* Sixth day of protests by pro-Ravalomanana supporters
* Tear gas and shots fired by security forces
* 34 injured
* Former president vows to return soon
(Adds message from Ravalomanana, other details)
By Alain Iloniaina
ANTANANARIVO, March 28 (Reuters) - Thirty-four people were injured on Saturday in Madagascar’s capital during protests by supporters of former president Marc Ravalomanana, according to a local hospital.
Thousands of pro-Ravalomanana supporters held a rally in an Antananarivo park — the sixth in six days — and then tried to reach the May 13 Plaza, where Madagascar’s new leader, Andry Rajoelina, held months of protests before assuming power.
The security forces blasted tear gas canisters at the throng and fired shots in the air as protesters repeatedly tried to force their way into the main square.
In a short recorded message broadcast on a private television channel in Madagascar, Ravalomanana urged his supporters to continue protesting so the world could see that they would not accept an illegitimate government.
“Don’t be afraid of anything. I will return soon,” Ravalomanana, who fled Madagascar after stepping down and visited Swaziland last week. “Never accept oppression.”
The Ravoahangy Andrianavalona Hospital said 34 were injured, including two children aged 12 and 14, although 21 had already been discharged. The details were given in a statement posted at the entrance to the hospital.
The daily demonstrations against Rajoelina, who took power last week after Ravalomanana handed over to the army, have prolonged a political crisis since the start of 2009.
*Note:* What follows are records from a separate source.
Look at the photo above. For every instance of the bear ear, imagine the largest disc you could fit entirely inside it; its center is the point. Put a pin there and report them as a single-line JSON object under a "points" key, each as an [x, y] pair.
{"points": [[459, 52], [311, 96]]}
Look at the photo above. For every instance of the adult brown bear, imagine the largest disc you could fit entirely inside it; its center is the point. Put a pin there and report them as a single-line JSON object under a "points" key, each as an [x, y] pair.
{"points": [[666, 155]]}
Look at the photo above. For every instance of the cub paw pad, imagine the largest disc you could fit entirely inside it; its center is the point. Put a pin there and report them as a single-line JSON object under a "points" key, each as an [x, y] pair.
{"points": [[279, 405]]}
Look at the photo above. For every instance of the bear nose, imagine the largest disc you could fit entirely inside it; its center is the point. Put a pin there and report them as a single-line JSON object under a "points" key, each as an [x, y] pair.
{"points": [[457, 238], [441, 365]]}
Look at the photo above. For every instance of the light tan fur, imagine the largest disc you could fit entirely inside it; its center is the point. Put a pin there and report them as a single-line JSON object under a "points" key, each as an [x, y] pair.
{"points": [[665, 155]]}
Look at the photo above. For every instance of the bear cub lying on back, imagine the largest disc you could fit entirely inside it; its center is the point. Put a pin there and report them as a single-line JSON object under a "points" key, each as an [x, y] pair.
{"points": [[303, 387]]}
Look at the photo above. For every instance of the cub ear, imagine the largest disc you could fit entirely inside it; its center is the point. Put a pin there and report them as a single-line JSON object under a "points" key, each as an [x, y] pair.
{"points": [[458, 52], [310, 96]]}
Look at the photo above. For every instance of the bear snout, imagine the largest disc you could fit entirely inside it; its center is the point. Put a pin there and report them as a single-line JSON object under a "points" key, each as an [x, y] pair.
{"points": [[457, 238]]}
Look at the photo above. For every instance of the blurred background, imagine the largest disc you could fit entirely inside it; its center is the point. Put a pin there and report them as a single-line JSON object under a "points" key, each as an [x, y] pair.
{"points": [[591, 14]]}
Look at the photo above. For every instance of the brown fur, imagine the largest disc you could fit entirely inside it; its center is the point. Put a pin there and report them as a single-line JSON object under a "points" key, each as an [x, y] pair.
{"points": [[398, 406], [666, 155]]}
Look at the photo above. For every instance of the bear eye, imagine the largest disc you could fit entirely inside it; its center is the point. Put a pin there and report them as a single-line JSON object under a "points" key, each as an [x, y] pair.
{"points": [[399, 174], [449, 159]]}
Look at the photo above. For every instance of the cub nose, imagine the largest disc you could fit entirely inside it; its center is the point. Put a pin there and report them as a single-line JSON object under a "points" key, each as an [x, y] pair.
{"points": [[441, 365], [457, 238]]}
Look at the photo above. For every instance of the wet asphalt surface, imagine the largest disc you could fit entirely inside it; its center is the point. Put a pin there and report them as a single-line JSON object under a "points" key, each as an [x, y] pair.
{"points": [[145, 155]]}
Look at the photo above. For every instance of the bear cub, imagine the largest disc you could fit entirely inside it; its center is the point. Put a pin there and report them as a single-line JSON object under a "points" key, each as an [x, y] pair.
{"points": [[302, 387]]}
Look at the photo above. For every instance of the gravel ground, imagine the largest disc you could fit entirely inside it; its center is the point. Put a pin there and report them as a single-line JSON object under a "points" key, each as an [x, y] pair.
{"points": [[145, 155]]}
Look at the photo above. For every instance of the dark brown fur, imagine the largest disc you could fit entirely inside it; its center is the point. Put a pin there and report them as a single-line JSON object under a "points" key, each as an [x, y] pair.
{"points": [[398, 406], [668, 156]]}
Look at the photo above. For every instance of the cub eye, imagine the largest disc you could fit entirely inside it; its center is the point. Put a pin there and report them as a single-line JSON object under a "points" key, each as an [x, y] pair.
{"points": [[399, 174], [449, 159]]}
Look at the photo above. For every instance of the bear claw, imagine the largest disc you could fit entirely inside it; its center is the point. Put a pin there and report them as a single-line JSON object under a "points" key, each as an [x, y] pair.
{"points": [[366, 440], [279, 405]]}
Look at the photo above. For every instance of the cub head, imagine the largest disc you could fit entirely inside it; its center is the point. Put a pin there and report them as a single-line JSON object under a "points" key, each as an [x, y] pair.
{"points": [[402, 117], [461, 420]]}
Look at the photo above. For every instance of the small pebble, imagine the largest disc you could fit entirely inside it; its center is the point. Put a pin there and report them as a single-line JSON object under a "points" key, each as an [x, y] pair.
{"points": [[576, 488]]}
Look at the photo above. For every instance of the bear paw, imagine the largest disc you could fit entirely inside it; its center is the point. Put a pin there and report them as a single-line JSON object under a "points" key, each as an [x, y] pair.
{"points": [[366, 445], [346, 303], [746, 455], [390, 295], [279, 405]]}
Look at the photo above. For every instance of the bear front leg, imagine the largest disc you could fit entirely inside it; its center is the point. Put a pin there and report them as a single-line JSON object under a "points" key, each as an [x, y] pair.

Unrest in the buildup to Ravalomanana’s fall killed 135 people, scared tourists away, and unnerved foreign investors in the booming mining and oil exploration sectors.
Ravalomanana, 59, who Rajoelina’s camp said was out of touch with the people and running Madagascar like a private business, is outside the country, rallying international support.
The African Union (AU) has suspended Madagascar, and foreign powers from the United States to the European Union have condemned the transfer of power as a coup d’etat.
Rajoelina, 34, a former disc jockey and successful businessman whose only prior political experience was a nearly two-year stint as mayor of Antananarivo, is offering reconciliation talks and an election within two years.
Rajoelina told reporters on Friday the talks would consider a timetable for holding free and fair elections. Foreign nations have been urging him to hold a vote soon.
He said the members of the transition authority he heads would be in place on Monday and the government finalised on Wednesday. Rajoelina also announced cuts in the price of cooking oil, rice, bread and fuel.
Ravalomanana says he will only take part in dialogue if he is recognised as still president.